This is the early term project of BMED 6517, Georgia Institute of Technology. Our group members are Jincheng Zhu, Yuewen Zheng and Hanchen Wang. The goal of this project is to predict patient's AAML or normal status from patient blood samples profiled by flow cytomery.
The data are drawn from 359 subjects, among whom 316 are normal while 43 are AML. For each subject, one blood sample is taken and split into 8 tubes. For each tube, 7 channels are measured (FSC, SSC, 5 protein markers). The 5 protein markers for each tube measure different kinds of proteins. (In total 5 * 8 = 40 kinds of proteins are measured.)
Normal/AML class labels of 179 samples are given. The task is to predict the class labels of the remaining 180 samples.
All data can be downloaded from http://pengqiu.gatech.edu/MLB/CSV.zip.
Noting that there are more than 10,000 rows of data in each of the 2872 csv files, which is far more than enough, and could slow down the program severely, I used only a part of them to make a smaller dataset. Also, in order to make an unbiased smaller dataset, I collected 1000 rows from each csv file which comes from a normal subject, and 7000 rows from each csv file which comes from an AML subject. In total, 317,000 rows of data was collected, among which 161,000 rows of data was collected from 23 AML subjects amd 156,000 rows of data was collected from 156 normal subjects.
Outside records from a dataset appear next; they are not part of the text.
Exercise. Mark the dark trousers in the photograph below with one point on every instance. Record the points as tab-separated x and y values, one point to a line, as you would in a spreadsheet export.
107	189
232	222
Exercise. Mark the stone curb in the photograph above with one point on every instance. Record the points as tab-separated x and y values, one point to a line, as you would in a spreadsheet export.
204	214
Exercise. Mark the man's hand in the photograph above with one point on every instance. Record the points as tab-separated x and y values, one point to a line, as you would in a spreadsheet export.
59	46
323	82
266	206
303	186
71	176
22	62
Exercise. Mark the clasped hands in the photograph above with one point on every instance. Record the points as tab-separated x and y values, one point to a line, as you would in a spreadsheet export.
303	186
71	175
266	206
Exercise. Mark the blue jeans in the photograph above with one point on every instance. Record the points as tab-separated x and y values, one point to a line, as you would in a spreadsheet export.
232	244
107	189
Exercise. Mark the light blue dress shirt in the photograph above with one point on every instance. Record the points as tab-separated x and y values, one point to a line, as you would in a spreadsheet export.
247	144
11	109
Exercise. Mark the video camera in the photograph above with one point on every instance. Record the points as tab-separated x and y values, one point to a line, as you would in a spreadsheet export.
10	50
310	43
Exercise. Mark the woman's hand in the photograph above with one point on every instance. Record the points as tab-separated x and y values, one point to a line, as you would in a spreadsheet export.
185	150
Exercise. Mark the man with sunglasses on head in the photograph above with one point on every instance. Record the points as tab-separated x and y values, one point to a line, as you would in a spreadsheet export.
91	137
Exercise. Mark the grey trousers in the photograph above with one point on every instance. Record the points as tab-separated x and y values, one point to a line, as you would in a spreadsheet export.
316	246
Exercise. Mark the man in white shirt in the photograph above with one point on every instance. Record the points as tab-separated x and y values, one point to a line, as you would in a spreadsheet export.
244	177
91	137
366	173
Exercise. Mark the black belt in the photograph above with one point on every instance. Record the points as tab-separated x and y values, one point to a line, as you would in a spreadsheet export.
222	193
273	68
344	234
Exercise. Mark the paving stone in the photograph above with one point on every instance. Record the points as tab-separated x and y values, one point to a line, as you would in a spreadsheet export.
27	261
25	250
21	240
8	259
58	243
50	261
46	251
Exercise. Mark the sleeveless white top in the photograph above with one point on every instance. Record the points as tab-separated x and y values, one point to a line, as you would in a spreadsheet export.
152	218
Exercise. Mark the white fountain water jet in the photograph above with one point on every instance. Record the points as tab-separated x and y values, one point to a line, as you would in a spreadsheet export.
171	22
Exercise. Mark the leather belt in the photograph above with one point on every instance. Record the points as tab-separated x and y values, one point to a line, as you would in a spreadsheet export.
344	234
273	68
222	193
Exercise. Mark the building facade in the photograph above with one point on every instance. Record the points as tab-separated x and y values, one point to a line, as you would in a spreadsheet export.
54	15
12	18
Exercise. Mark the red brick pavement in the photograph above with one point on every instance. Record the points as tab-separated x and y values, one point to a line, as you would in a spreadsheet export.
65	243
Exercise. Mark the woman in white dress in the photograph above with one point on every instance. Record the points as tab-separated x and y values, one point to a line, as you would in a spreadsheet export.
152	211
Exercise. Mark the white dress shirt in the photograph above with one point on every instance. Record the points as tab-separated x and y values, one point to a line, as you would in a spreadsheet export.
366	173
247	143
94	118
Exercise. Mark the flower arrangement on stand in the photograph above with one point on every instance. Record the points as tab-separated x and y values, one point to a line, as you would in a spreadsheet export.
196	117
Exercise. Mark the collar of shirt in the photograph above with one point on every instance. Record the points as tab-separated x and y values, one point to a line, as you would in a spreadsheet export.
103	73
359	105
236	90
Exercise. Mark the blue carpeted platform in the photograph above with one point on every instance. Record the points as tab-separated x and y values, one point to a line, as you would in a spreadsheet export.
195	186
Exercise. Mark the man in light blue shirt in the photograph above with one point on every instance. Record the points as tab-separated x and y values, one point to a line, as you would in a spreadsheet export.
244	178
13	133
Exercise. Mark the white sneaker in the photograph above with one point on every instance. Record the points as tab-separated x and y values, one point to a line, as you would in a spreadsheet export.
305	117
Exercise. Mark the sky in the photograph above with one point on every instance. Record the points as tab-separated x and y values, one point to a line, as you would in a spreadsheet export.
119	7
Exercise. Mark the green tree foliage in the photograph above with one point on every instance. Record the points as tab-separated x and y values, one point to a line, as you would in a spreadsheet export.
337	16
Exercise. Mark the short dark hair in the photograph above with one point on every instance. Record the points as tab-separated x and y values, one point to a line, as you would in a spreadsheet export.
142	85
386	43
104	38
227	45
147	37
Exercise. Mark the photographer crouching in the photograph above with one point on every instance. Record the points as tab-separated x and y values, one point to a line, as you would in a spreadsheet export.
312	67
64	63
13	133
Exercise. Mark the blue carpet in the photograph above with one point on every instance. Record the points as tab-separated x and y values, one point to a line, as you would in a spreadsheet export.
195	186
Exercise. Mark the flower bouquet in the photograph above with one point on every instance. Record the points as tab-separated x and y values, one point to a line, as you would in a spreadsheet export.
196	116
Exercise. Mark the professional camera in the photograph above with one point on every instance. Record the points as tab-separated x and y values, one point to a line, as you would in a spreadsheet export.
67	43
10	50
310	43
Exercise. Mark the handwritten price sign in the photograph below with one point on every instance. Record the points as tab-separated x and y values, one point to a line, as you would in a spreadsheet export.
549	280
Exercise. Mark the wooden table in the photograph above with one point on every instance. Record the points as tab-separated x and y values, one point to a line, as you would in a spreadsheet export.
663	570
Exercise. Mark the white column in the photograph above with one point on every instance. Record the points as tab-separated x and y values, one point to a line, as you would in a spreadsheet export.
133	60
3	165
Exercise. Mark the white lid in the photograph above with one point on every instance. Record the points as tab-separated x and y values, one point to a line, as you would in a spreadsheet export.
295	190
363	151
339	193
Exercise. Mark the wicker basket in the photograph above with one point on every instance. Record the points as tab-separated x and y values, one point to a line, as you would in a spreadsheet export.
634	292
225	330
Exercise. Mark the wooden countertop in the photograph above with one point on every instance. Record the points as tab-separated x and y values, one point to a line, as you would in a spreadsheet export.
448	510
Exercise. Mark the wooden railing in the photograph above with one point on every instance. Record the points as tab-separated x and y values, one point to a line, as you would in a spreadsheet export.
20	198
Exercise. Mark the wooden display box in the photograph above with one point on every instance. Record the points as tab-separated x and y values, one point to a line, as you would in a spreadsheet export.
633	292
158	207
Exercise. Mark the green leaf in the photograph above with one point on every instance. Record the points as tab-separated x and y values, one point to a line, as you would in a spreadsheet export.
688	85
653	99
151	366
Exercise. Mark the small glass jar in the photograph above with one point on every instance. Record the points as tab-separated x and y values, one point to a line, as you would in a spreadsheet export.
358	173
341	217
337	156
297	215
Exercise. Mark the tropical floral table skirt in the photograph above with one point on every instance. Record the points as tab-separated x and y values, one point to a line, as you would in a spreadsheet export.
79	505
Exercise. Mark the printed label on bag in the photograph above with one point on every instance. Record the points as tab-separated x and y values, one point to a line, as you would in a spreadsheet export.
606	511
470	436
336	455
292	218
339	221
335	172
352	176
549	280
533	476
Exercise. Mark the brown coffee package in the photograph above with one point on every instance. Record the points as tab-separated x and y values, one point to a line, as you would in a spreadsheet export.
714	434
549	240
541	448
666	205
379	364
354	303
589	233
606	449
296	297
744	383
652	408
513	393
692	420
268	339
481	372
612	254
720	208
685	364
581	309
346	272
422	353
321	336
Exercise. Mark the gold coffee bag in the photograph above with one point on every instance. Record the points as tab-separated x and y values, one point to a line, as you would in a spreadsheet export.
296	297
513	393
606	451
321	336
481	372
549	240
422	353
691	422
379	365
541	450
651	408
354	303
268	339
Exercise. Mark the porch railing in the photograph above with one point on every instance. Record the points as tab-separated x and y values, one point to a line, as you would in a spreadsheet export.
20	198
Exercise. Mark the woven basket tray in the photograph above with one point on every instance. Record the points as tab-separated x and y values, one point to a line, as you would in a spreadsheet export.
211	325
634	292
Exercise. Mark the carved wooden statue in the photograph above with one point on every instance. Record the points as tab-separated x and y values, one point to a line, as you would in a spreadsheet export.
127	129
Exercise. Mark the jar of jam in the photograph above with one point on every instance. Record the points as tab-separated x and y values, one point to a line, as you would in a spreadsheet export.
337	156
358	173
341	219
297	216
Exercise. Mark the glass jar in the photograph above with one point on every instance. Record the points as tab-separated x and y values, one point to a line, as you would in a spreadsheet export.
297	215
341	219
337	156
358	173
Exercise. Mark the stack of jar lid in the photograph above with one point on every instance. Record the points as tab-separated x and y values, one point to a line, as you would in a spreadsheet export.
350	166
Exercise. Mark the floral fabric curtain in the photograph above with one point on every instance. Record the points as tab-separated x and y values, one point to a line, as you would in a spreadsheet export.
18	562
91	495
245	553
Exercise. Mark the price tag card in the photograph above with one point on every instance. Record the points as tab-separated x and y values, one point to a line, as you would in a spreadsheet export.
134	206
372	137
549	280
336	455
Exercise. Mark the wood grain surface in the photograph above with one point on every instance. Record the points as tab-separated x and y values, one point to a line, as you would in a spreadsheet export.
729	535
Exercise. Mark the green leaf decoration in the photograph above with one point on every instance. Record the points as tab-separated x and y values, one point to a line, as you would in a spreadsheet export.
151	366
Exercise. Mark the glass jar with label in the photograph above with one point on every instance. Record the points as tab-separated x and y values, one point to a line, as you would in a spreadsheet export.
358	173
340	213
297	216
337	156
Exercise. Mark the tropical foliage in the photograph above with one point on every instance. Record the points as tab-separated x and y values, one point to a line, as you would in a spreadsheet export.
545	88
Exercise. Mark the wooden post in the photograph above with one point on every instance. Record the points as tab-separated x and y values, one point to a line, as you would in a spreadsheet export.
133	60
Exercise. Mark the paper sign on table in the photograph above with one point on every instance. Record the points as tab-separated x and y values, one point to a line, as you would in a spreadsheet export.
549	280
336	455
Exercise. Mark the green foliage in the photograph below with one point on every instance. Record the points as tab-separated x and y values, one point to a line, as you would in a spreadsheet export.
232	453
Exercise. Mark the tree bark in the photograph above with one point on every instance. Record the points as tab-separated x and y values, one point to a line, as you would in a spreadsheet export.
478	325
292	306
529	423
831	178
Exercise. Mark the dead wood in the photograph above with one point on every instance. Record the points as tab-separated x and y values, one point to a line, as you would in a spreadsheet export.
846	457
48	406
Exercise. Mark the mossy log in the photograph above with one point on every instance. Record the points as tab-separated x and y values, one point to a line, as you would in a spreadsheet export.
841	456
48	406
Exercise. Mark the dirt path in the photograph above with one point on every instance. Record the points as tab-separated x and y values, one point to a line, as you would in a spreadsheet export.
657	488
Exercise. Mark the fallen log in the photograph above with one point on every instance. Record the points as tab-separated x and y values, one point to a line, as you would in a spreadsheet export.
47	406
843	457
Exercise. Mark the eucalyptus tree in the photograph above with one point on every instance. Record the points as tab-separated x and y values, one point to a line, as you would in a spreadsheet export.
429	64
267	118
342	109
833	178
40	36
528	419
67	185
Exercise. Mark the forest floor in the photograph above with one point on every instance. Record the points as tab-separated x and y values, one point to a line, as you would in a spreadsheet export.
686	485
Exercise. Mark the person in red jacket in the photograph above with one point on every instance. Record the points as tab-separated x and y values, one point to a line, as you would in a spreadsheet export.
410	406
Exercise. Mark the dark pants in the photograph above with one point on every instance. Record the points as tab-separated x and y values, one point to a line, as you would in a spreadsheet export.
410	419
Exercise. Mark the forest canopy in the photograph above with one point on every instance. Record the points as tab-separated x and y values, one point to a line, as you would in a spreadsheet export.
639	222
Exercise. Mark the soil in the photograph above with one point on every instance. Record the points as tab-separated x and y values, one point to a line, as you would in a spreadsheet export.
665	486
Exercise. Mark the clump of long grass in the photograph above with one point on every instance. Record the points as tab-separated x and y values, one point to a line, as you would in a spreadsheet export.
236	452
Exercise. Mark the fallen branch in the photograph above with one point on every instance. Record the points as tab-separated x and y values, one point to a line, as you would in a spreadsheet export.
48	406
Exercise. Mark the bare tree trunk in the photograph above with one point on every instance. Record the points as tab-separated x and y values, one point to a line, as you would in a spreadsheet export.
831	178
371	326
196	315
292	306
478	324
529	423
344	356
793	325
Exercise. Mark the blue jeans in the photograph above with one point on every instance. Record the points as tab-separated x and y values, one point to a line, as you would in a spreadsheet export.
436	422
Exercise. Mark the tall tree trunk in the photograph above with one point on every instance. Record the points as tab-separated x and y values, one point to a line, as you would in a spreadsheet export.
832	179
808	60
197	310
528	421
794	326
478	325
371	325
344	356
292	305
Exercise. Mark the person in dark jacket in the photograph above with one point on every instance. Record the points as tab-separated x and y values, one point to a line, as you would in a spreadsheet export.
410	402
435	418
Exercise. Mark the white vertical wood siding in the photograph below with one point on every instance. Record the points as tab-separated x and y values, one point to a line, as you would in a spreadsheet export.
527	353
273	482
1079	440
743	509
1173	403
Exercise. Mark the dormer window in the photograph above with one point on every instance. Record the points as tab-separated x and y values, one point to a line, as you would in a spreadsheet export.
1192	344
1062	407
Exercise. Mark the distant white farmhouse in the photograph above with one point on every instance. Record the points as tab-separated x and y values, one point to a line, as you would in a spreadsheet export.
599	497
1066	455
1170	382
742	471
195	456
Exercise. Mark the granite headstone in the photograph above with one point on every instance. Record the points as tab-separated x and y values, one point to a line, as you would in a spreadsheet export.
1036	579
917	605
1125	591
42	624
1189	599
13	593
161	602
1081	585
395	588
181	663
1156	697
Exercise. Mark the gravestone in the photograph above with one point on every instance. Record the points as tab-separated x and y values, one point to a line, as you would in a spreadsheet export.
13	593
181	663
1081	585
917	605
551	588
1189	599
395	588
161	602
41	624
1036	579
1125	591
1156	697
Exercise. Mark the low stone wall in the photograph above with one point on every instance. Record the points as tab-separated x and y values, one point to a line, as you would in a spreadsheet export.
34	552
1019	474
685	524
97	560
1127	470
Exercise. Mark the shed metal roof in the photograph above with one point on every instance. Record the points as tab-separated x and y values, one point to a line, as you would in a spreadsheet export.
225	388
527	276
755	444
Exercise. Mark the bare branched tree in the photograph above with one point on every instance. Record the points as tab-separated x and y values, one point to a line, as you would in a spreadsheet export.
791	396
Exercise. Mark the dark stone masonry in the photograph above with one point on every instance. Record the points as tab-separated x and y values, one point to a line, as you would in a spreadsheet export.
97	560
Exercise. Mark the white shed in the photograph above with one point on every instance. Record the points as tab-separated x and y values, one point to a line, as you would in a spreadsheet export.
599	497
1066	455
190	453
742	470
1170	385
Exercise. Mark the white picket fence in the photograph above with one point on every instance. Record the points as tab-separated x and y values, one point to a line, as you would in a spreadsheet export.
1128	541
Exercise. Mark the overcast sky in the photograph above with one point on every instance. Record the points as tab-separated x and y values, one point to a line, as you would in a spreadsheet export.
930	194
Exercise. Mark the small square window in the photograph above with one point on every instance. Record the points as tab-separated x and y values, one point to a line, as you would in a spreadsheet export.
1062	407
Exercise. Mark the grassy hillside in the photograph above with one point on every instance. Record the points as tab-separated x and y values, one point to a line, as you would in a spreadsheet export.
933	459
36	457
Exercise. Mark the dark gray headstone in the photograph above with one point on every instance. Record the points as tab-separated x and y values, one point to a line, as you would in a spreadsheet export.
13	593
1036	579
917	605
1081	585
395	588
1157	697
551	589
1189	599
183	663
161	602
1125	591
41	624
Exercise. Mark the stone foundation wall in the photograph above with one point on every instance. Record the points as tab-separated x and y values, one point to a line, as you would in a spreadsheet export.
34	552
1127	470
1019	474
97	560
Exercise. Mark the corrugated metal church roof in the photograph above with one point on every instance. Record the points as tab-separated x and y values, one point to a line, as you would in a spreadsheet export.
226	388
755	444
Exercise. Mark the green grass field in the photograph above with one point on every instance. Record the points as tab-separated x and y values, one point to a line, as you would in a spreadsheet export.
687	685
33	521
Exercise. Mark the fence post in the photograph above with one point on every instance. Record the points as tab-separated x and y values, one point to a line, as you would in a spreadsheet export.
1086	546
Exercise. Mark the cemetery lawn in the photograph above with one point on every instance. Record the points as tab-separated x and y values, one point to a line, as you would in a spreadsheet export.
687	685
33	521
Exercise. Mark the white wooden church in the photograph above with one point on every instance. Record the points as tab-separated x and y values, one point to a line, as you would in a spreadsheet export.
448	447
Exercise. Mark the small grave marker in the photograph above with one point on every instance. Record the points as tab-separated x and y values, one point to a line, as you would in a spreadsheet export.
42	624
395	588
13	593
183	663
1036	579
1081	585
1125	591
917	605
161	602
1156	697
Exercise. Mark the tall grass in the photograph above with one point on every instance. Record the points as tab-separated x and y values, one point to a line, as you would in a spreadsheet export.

p.s. I used Z-normalization on the first column "FS Lin", as the value of this column is much larger than the others.
After downloading all data, please put all csv files and ipynb files in file folders with a structure shown below.
In the project file folder there are
- .\Classification-of-AML\
- NeuralTraining.ipynb
- NeuralTesting.ipynb
- (model_weights.h5)
- (model.h5)
- AMLTraining.csv
- .\CSV\
- 0001.CSV
- 0002.CSV
...
...
... - 2872.CSV
Please run NeuralTraining.ipynb first to train the model. The model is saved to model.h5 and model_weights.h5. Then run NeuralTesting.ipynb to apply the testing data to the saved model to get the results. You can also just use the model file trained by myself, which can be loaded in NeuralTesting.ipynb. It takes about 60 minutes to sample from the csv files and train the neural network model.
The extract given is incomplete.